Battery and Energy Storage Workshop Planned
NERC, the North America Generation Forum and the Energy Systems Integration Group are planning a workshop on battery and energy storage in September or October, John Moura, NERC director of reliability assessment, told the committee.
Chair Evans-Mongeon said the goal of the workshop will be to identify the impact of storage on the bulk power system and determine “if there is something of growing significance that warrants our attention.”
“I’m told there are two 400-MW battery systems that are slated for the West to come online this year. There is another proposal that I just saw earlier this week for a 1,000-MW compressed gas storage facility in the salt caverns of Utah,” he added.
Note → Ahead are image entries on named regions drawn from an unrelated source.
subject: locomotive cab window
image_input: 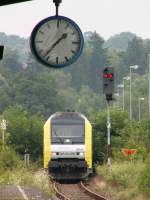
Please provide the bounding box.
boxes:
[51,119,85,144]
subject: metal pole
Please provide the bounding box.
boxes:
[117,87,120,109]
[139,98,141,121]
[122,79,125,111]
[130,67,132,120]
[148,54,150,114]
[107,102,111,166]
[2,129,5,148]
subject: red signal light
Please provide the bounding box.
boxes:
[103,73,113,78]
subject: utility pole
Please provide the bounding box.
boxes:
[103,67,114,167]
[1,119,7,148]
[148,54,150,114]
[130,65,138,120]
[107,101,111,166]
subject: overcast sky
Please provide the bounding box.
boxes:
[0,0,150,39]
Billo said that a workshop the Texas grid operator held on the subject in April attracted the biggest crowd of any stakeholder event in the last 10 years. “So, there’s a lot of interest,” he said. (See “Workshops Discuss Storage, Inverter-based Resources,” ERCOT Briefs: Week of April 22, 2019.)
Moura said the NERC session will likely be in D.C., with web access.
PC Chair Re-elected; MOD-32 SAR Reviewers Appointed
Evans-Mongeon (Utility Services) was re-elected as PC chair for a two-year term. Joe Sowell (Georgia Transmission) was elected vice chair, replacing Noman Williams (GridLiance).
Evans-Mongeon and Sowell also were appointed as reviewers for the System Planning Impacts from Distributed Energy Resources Working Group’s (SPIDERWG) draft standard authorization request to revise MOD-032-1 (Data for Power System Modeling and Analysis) to improve modeling of DER in planning studies.
Joining them will be Billo; Jason Spitzkoff (Arizona Public Service); Carl Turner (Florida Municipal Power Agency); Wayne Guttormson (SaskPower); Christine Ericson (Illinois Commerce Commission); Phil Fedora (NPCC); and Enoch Davies (WECC).
The current standard addresses the collection of modeling data for interconnection-wide base cases but has no provisions regarding DER data. The SAR proposes to include data requirements and reporting procedures for DER and replace the term load-serving entity with distribution provider (DP) because of the removal of LSEs from the NERC registry criteria.
Electronic Vote Set for PRC SAR
The committee will conduct an electronic vote on a SAR to amend PRC-019-2 (Coordination of Generating Unit or Plant Capabilities, Voltage Regulating Controls, and Protection) to address distributed power resources.
The standard, which addresses the reliability issue of miscoordination between generator capability, control systems, and protection functions, was developed for synchronous generation and “does not sufficiently outline the requirements for all generation resource types,” the SAR says. The initiative would seek to correct or clarify issues regarding synchronous generation to remove ambiguity.
Member Roundtable
In the member’s roundtable that closed the meeting, Williams and Turner expressed concern about the ERO’s ability to keep up with the accelerating rate of change in the industry. “Some of it’s driven internally, but I think a lot of it is driven by policymakers that are making decisions that are forcing us to do things that drive change, but they also stretch reliability and resiliency,” Williams said.
Turner noted the increasing involvement of manufacturers in NERC’s process as a result of changing technology. NERC should not stifle innovation, he said, but it must take the time to ensure that new technologies are properly vetted. “We have a duty, first and foremost, of providing safe, reliable power,” he said. “And we can’t just have it be a gold rush here: Some people got rich; some people got hurt. … I worry about that. Let’s stay vigilant as we try to keep up with all this.”